10分でわかる「ワーキングプア」定義や背景・その実態は?現役大学院生がわかりやすく解説
求職者支援制度とは
ここでは国によって2011年から開始された求職者支援制度について紹介します。求職者支援制度とは、職業訓練による技能習得を通して正社員としての就職を目指す制度です。対象となるのは雇用保険を受給できない人で就職を希望している人。
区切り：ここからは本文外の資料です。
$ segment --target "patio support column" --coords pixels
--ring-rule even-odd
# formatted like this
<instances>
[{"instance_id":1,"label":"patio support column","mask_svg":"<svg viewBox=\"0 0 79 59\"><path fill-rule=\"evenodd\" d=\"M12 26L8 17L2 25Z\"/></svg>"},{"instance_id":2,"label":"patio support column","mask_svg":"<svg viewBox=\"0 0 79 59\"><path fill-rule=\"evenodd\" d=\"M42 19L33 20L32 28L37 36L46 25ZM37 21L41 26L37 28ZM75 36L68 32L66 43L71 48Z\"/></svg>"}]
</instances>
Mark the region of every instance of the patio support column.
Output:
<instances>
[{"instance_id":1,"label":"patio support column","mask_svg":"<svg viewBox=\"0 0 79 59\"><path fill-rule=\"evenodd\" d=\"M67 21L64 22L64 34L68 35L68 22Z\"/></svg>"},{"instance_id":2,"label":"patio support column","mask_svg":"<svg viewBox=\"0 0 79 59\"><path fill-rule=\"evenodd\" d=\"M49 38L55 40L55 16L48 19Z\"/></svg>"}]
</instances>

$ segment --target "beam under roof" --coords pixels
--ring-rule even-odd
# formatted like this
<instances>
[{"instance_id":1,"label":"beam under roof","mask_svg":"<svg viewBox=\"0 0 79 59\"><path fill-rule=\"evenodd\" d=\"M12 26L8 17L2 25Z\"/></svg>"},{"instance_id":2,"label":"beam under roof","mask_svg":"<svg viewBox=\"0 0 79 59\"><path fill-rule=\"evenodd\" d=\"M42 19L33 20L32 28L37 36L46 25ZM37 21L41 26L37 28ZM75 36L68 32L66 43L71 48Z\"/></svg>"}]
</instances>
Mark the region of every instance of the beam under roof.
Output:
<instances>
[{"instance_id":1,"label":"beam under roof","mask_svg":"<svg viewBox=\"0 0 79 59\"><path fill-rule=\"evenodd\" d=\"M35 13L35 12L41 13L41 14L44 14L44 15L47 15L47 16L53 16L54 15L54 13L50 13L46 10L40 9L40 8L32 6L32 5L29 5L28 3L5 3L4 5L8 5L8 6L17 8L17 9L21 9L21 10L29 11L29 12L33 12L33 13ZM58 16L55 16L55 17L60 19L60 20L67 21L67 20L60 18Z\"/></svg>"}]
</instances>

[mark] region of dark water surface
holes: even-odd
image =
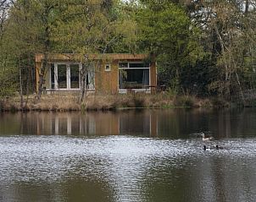
[[[256,110],[0,113],[0,201],[256,201]]]

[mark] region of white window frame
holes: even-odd
[[[56,91],[65,91],[65,90],[81,90],[81,69],[82,68],[81,63],[54,63],[54,89],[52,89],[52,71],[50,70],[49,74],[49,86],[50,88],[47,89],[47,90],[56,90]],[[66,81],[67,81],[67,88],[58,88],[58,65],[66,65]],[[71,64],[76,64],[79,66],[79,88],[71,88],[71,70],[70,70],[70,65]],[[95,90],[95,74],[92,74],[93,75],[93,82],[91,85],[91,87],[93,85],[93,88],[89,88],[89,90]]]
[[[109,66],[109,68],[107,67]],[[110,63],[106,63],[105,64],[105,72],[110,72],[111,71],[111,65]]]

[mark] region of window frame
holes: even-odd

主に、前に勤めていた会社で雇用保険に加入していなかった人・再就職先が見つからない間に雇用保険の受給期間が過ぎてしまった人・入社後 1年未満で退職した人・就労経験がない人が対象となります。
以下は、職業訓練中に受けることができる手当です。
・雇用保険の失業給付
雇用保険の受給資格がある・受給中の人は失業給付が支給される。
・職業訓練受講給付金
雇用保険の受給資格がない人(前に勤めていた会社で雇用保険に加入していなかった人)が対象で、一定の条件を満たせば支給される。
・訓練手当
雇用保険の受給資格がない・障がいがある人、母子家庭の母などで一定の要件を満たせば、支給される。
ワーキングプアによる孤立を生まないために
今回は、ワーキングプアについて取り上げ、この問題が生み出された社会背景・実態・支援策に絞って説明しました。新型コロナウィルスの感染拡大により、経済活動が大きく制限される中、非正規雇用の人はとくにシフトカットが相次ぎ、その多くが生活困窮に追いやられました。
今回のような社会的危機で真っ先に影響を受けるのは、社会の中で最も弱い立場の労働者です。ワーキングプアは、貧困から抜け出せず、安定した生活が送れないため、経済的な自立が困難になるだけでなく、結婚など将来の人生展望も描けないこととも結びついています。さらに、ひとり親家庭の母親の場合は、子どもに十分な進学費用を捻出することができず、貧困が次世代にも連鎖することも多く指摘されているのが現状です。
政府による支援を活用しつつ、社会から孤立化しないよう、社会が共助することが必要となるのではないでしょうか。